Di zaman sekarang, kita mudah tertarik pada sesuatu yang baru. Ketika sesuatu mulai terasa sulit, membosankan, atau tidak sesuai harapan, kita tergoda untuk meninggalkannya dan mencari yang lain. Dalam relasi pun, tantangan terbesar sering kali bukan bagaimana memulai, tetapi bagaimana tetap setia ketika keadaan tidak lagi mudah.

Dalam Injil hari ini (Mat. 19:3-12), orang-orang Farisi bertanya kepada Yesus tentang perceraian. Yesus mengingatkan mereka pada kehendak Allah sejak awal: “Apa yang telah dipersatukan Allah, tidak boleh diceraikan manusia.”
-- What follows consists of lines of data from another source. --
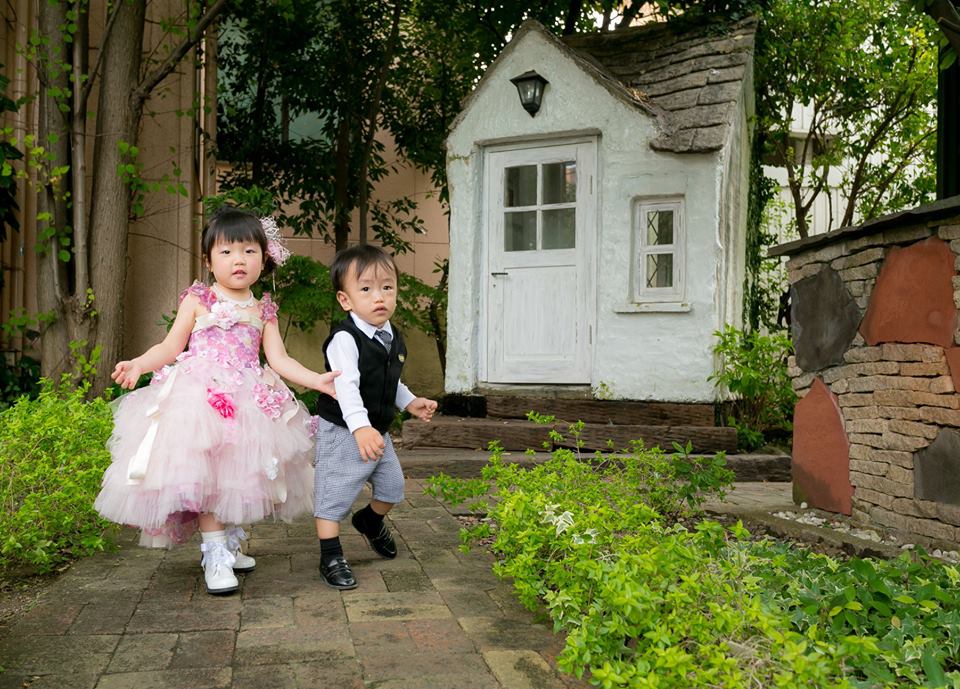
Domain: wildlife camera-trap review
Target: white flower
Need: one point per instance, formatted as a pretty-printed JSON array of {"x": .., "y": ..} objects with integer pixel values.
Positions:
[{"x": 564, "y": 522}]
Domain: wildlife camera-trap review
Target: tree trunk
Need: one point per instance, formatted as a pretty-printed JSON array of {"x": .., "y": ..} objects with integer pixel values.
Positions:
[
  {"x": 51, "y": 202},
  {"x": 118, "y": 121}
]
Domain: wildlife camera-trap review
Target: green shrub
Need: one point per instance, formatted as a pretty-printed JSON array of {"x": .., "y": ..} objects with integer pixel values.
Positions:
[
  {"x": 53, "y": 453},
  {"x": 648, "y": 600}
]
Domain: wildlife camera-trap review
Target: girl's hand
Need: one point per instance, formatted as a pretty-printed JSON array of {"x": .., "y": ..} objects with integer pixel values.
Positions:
[
  {"x": 325, "y": 384},
  {"x": 422, "y": 408},
  {"x": 370, "y": 443},
  {"x": 126, "y": 374}
]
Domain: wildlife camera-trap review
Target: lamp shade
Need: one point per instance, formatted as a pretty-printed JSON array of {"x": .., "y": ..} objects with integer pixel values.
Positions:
[{"x": 530, "y": 86}]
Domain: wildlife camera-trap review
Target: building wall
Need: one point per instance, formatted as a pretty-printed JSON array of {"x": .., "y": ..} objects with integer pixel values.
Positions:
[
  {"x": 637, "y": 355},
  {"x": 877, "y": 367}
]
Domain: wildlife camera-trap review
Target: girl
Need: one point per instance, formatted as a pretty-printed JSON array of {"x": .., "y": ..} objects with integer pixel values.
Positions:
[{"x": 215, "y": 438}]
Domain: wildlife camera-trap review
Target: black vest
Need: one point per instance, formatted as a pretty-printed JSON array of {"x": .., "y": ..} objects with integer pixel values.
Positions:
[{"x": 379, "y": 377}]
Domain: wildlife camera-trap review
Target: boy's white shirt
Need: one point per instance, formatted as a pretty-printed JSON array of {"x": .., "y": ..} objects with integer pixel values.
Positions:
[{"x": 343, "y": 356}]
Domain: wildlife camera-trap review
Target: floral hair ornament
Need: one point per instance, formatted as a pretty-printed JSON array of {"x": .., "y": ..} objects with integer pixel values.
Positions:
[{"x": 276, "y": 244}]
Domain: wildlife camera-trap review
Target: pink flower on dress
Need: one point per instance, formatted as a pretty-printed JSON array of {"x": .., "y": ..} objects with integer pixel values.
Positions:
[
  {"x": 270, "y": 400},
  {"x": 222, "y": 402},
  {"x": 225, "y": 314}
]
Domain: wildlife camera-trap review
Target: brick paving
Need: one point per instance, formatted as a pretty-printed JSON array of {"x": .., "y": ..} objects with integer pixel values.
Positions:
[{"x": 433, "y": 618}]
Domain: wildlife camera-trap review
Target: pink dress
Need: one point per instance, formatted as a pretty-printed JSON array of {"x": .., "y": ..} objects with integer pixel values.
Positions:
[{"x": 214, "y": 432}]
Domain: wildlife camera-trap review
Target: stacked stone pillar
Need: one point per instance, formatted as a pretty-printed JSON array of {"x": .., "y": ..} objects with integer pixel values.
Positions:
[{"x": 875, "y": 329}]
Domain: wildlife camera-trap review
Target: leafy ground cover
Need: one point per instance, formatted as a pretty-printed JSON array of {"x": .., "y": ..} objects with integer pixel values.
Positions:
[{"x": 650, "y": 595}]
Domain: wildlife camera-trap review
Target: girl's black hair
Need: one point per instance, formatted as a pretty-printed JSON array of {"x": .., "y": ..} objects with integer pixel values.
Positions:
[
  {"x": 230, "y": 224},
  {"x": 358, "y": 258}
]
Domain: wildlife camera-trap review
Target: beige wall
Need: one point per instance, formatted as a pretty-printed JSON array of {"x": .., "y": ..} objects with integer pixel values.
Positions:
[{"x": 163, "y": 246}]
Yesus membawa pembicaraan bukan hanya pada soal aturan, tetapi pada makna kasih dan kesetiaan. Perkawinan bukan sekadar ikatan yang dibuat ketika semuanya berjalan baik. Perkawinan adalah panggilan untuk berjalan bersama dalam suka dan duka, dalam sehat dan sakit, dalam keadaan mudah maupun sulit.
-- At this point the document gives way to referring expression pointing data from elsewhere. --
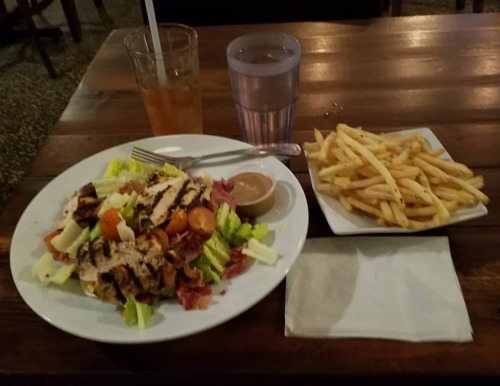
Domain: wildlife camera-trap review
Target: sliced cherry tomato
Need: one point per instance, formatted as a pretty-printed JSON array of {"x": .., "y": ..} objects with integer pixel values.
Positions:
[
  {"x": 108, "y": 222},
  {"x": 162, "y": 237},
  {"x": 178, "y": 223},
  {"x": 202, "y": 220},
  {"x": 48, "y": 241}
]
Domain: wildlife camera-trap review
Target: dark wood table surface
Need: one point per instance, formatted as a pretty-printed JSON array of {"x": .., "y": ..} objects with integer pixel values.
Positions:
[{"x": 387, "y": 74}]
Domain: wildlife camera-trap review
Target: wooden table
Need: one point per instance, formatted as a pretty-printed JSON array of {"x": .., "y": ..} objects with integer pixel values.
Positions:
[{"x": 389, "y": 74}]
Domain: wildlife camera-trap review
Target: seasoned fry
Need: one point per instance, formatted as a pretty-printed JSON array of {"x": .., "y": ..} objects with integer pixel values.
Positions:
[{"x": 396, "y": 180}]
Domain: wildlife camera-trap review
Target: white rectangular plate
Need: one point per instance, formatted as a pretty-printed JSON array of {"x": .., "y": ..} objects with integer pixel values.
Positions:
[{"x": 343, "y": 222}]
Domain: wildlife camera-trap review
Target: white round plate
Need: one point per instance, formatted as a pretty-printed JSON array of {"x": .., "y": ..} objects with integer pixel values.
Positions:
[{"x": 69, "y": 309}]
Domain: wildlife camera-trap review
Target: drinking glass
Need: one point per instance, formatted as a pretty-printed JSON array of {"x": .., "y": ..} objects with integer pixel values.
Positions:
[
  {"x": 169, "y": 80},
  {"x": 264, "y": 76}
]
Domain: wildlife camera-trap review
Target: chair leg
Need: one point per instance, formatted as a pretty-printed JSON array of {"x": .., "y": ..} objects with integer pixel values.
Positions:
[
  {"x": 397, "y": 7},
  {"x": 477, "y": 6},
  {"x": 24, "y": 7},
  {"x": 460, "y": 5},
  {"x": 74, "y": 24}
]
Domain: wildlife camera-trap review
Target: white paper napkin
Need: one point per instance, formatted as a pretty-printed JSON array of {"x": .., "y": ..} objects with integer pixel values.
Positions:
[{"x": 402, "y": 288}]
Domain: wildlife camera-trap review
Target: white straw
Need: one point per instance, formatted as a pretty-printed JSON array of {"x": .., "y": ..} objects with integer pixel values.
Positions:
[{"x": 156, "y": 42}]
Kesetiaan tidak berarti bahwa sebuah keluarga tidak pernah mengalami konflik. Justru dalam situasi sulit, kesetiaan diuji. Ada saatnya pasangan harus belajar mendengarkan, meminta maaf, mengampuni, mengalah, dan memulai kembali. Kasih yang dewasa bukan kasih yang selalu mendapatkan apa yang diinginkan, melainkan kasih yang mau berjuang untuk kebaikan bersama.

Namun, Injil ini juga mengingatkan kita untuk tidak mudah menghakimi keluarga atau pasangan yang sedang mengalami persoalan. Kita tidak selalu mengetahui perjuangan yang sedang mereka hadapi. Gereja dipanggil bukan hanya untuk berbicara tentang kesetiaan, tetapi juga untuk menjadi tempat yang menghadirkan pendampingan, penguatan, dan belas kasih bagi mereka yang sedang terluka.

Pada akhirnya, Yesus mengingatkan bahwa kesetiaan dalam perkawinan berakar pada kasih Allah sendiri. Ketika manusia berjanji untuk saling mencintai dan setia, mereka dipanggil untuk menghadirkan kasih Allah yang tidak mudah menyerah.

Pesan ini sebenarnya juga berlaku bagi semua relasi: persahabatan, keluarga, komunitas, dan pelayanan. Kasih yang sejati tidak hanya hadir ketika semuanya menyenangkan. Kasih diuji justru ketika kita memiliki alasan untuk pergi, tetapi memilih untuk tetap setia dan mencari jalan untuk memperbaiki keadaan.

Pertanyaan Refleksi:
Dalam relasi yang dipercayakan Tuhan kepada saya, apakah saya mudah menyerah ketika menghadapi kesulitan, ataukah saya mau belajar setia, mengampuni, dan memperjuangkan kebaikan bersama?